Not to discredit the interpretation and analysis of each response, but there is something funny when a book promoting equality for women in the workforce turns into a discussion by twenty-something Williamsburg dudes over what schools their future children will attend.
Don’t get me wrong, important topics promote important discussion. Kurt Soller’s NY Mag piece brings up a legitimate concern: namely that men should be as vested and informed about their non-work lives as women are. But somehow his overall premise — that he, and most men, are painfully untrained (emotionally and logistically) for this sort of involvement — strikes me as dubious. Yes, I get it, men have long established themselves as chief bread winners and by virtue of this awesome responsibly have historically been cut out of the baking or slicing of said bread. But I’d argue that if you look at men and women these days, there is greater gender parity when it comes to the bigger picture of non-work responsibilities, be it negotiating the care of aging parents, folding a sweater properly, or sniffing out a ripe avocado.
Meanwhile, the concern that young men have no domestic-life leaders to look up to is misinformed. Have you been to the constantly-expanding family-oriented parts of Brooklyn lately? They’re a veritable Smurf County of stay at home/work from home dads, armed to the teeth with organic purees and eager as anyone to chat about…ANYTHING.
Granted, not everyone lives in a New York bubble. But the fact remains that seeking a mentor or role model that you want to emulate requires some work, regardless of whether you’re male or female. If men are truly willing to look for a male role model who doesn’t spend 65 hours a week at the office, he can find one — but he may need to do a little work first.
Which brings me to my key point. It is up to guys (of all ages) to promote a culture of deeper dialogue and sharing among men. If guys don’t practice talking to each other about real shit in their teens, they are destined to talk about “Simpsons” episodes and NFL draft picks forever. This doesn’t mean we need to revamp “chilling” to include naked-bongo-cry-circles, but it does mean that we need to open up the spectrum of what we as bros bro-out about. Yes, the Ravens without Lewis will be a challenge, but also yes, a little yoga could potentially help relieve your anxiety, and yes, I feel a distancing between us since January. Is this something you’ve noticed too?
Finally: to the army of twenty-something male go-getters, relax. Finding a career driven twenty-something with a thriving home life (kids, etc.) is like spotting a unicorn rollerblading.

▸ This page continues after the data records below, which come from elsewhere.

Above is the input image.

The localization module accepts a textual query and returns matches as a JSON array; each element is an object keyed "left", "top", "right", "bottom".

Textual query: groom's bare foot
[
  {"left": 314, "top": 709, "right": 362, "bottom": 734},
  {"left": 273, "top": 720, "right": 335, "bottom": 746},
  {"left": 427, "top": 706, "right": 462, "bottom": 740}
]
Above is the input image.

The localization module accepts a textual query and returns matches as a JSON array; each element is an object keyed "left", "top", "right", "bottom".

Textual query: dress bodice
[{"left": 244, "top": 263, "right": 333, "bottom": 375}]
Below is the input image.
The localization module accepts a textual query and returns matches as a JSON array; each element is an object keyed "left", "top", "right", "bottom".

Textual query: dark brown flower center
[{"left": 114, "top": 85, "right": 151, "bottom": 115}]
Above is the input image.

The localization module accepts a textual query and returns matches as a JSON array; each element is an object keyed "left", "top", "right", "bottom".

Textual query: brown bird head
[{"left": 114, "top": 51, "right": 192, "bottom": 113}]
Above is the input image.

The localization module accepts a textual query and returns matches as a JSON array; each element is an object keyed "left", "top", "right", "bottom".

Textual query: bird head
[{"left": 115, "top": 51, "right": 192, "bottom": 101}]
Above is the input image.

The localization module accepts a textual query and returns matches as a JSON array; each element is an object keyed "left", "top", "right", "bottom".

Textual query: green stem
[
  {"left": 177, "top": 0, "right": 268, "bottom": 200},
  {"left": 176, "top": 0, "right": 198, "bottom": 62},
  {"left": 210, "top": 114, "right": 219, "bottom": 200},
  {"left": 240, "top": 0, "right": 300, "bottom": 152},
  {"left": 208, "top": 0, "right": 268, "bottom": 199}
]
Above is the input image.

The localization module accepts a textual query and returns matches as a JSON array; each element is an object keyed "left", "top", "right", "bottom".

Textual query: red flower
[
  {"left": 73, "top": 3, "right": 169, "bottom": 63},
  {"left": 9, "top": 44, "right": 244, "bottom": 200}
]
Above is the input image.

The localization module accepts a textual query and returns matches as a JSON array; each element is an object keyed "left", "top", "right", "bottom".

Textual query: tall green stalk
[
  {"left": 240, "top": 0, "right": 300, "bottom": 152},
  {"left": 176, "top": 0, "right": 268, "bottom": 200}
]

It doesn’t really exist. It takes time to cultivate a balance — to evolve toward a gradual understanding that a job promotion, at the cost of family time, is a net-net life demotion. Which is to say growing up and living a meaningful life is about negotiating the need to Lean In while respecting the value of Leaning Out. If we can wind up in a somewhat straight line, well, we can consider it a victory.